18. Februar – Sing doch

Sing doch! Die Kneipe ist brechend voll. Die Bedienung quält sich das Tablett hoch über ihrem Kopf balancierend durch die Menschenmenge. Rockmusik scheppert aus den Lautsprechern. Die Leute schreien sich an und nehmen große Schlucke von ihren Getränken.
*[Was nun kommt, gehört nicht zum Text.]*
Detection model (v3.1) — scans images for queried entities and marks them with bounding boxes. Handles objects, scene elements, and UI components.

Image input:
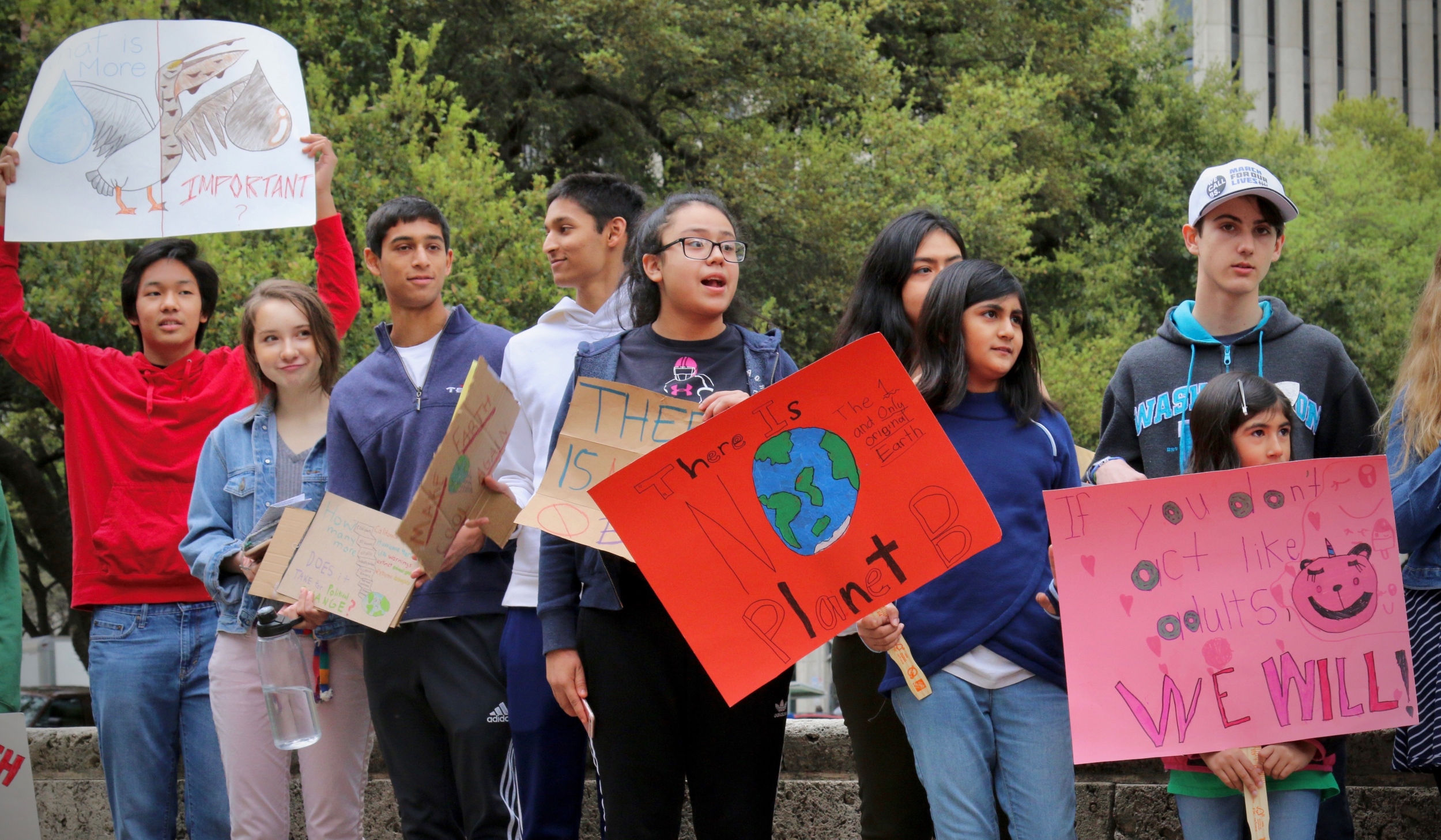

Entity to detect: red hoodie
[0,216,360,610]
Ein paar Mädchen haben sich bis ganz nach vorn an die Bühne geschoben und warten sehnsüchtig auf ihre Band. Und endlich. Die Jungs springen auf die Bühne und die Mädchen kreischen hysterisch.

Nur eine Frau steht da ganz vorn und lächelt still in sich hinein. Der Typ neben ihr greift ihren Arm und glotzt auf das Ziffernblatt ihrer Armbanduhr. Angestrengt versucht er, zu erkennen, wie spät es ist.

Sie fragt: „Geht’s noch?“

Der Typ sagt: „Schau mal, ist es schon nach Zwölf“.

Sie guckt selbst auf die Uhr und sagt: „Ja!“

Er lässt ihren Arm los. Voller Enthusiasmus schwenkt der Typ sein Bier über den Köpfen der Leute zum Takt der Musik. Alle grölen den Refrain mit, nur die Frau nicht.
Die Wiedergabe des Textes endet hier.